TRAVEL AND TOURISM: CRASHING

Ban on Americans Sinks Europe’s Tourist Industry. U.S. visitors are now banned from Europe due to America’s out-of-control COVID pandemic. The ban is likely to cost Europe’s tourist industry more than $15 billion this year, according to the World Tourism Organization (WTO).
Visitors from the U.S. make up about 29 percent of Europe’s tourist trade in a typical year, the WTO calculates.
“We desperately need the Americans to solve their coronavirus situation or we’re going to be ruined,” said an art gallery owner near Italy’s Lake Como, a magnet for U.S. travelers.
About 4.4 million Americans visited Italy in 2019, spending roughly $6.2 billion.
Tourism makes up 13 percent of Italy’s economy and 9 percent of Europe’s overall.
Americans visiting France number about five million in a typical year and usually leave about $5 billion there.
The European Union also has banned Chinese tourists, which account for about 10 percent of the region’s tourist economy, until China agrees to lift its ban on European visitors.
If the current situation persists, Europe could lose half of its 37 million tourism-related jobs, the European Union has warned.
Airlines in a Tailspin. Denver-based Frontier Airlines has told employees that, due to dwindling reservations, the company will shrink its schedule. Delta Airlines reported that business and international travelers, two key markets, have not returned to the skies. AirAsia Berhad, a Malaysian budget carrier, has said it may not be able to stay in business.
Now, after announcing earlier this month that it might fire up to 20,000 workers, on July 9 United Airlines Holdings Inc. said it might need to double that number.
The job cuts could total 45 percent of United’s pre-pandemic workforce.
The Chicago-based airline, which says it is losing $40 million a day, has sent letters to 15,000 flight attendants, 2,200 pilots, and 11,000 customer service workers, warning them that their jobs might vanish.

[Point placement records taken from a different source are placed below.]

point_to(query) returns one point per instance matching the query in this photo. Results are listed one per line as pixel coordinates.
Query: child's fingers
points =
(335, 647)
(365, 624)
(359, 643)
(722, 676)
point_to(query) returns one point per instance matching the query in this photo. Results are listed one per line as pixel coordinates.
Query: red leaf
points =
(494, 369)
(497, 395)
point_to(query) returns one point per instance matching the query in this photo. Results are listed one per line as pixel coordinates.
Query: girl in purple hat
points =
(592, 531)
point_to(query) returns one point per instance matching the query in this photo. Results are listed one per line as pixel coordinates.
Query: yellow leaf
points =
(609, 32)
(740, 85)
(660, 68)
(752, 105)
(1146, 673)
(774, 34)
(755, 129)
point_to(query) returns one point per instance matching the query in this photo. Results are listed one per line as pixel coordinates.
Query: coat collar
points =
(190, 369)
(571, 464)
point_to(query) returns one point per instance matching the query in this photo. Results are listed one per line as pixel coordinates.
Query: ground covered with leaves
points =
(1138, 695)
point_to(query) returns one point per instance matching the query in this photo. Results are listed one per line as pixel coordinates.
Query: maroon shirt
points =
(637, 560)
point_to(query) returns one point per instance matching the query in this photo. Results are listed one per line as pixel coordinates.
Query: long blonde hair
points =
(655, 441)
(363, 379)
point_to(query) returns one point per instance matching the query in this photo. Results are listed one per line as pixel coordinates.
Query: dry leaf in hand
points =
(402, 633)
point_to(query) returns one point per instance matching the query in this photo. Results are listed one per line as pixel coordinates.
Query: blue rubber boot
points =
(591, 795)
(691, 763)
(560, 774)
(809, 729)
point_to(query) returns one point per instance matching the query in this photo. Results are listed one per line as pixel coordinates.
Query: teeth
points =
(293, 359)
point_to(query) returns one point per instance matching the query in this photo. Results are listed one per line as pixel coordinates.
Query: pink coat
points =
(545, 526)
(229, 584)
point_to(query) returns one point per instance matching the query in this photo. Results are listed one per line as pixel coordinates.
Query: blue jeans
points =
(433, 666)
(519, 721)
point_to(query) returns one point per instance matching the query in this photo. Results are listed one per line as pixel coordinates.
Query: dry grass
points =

The letters are required by federal labor regulations.
The decision was prompted by the recent rise in COVID cases across the nation and the public’s continuing reluctance to travel by air.
United said it will know by mid-August the kinds and numbers of jobs to be cut as federal financial supports to the airline industry end on 1 October.
In June, Delta Airlines notified 2,500 pilots of potential layoffs. The company has been mum about the fate of other workers.
In recent years, U.S. airlines have been among the industry’s most profitable after a long period of mergers and buyouts, debt reduction, and streamlining operations. Those financial gains have fallen victim to the global economic shutdown.
Worldwide, the airline industry could lose as much as $84 billion this year, according to the International Air Transport Association.
Carnival to Beach 13 Ships in Reorganization. Carnival Cruise Line, the world’s largest cruise operator, will rid itself of 13 ships, about 9 percent of its fleet, as it downsizes as part of a plan to reorganize in the wake of the economic shutdown that docked its ships for months.
The company is “reorganizing to emerge stronger, leaner and more efficient,” Arnold Donald, Carnival CEO, said on 10 July. “Even when we return to full-scale operations, we don’t expect to return to the same staffing requirements” because work will be done “in a more efficient manner.”
 
The no-sail order imposed by the U.S. Centers for Disease Control and Prevention expires on 24 July but cruise lines have extended their hiatus until mid-September.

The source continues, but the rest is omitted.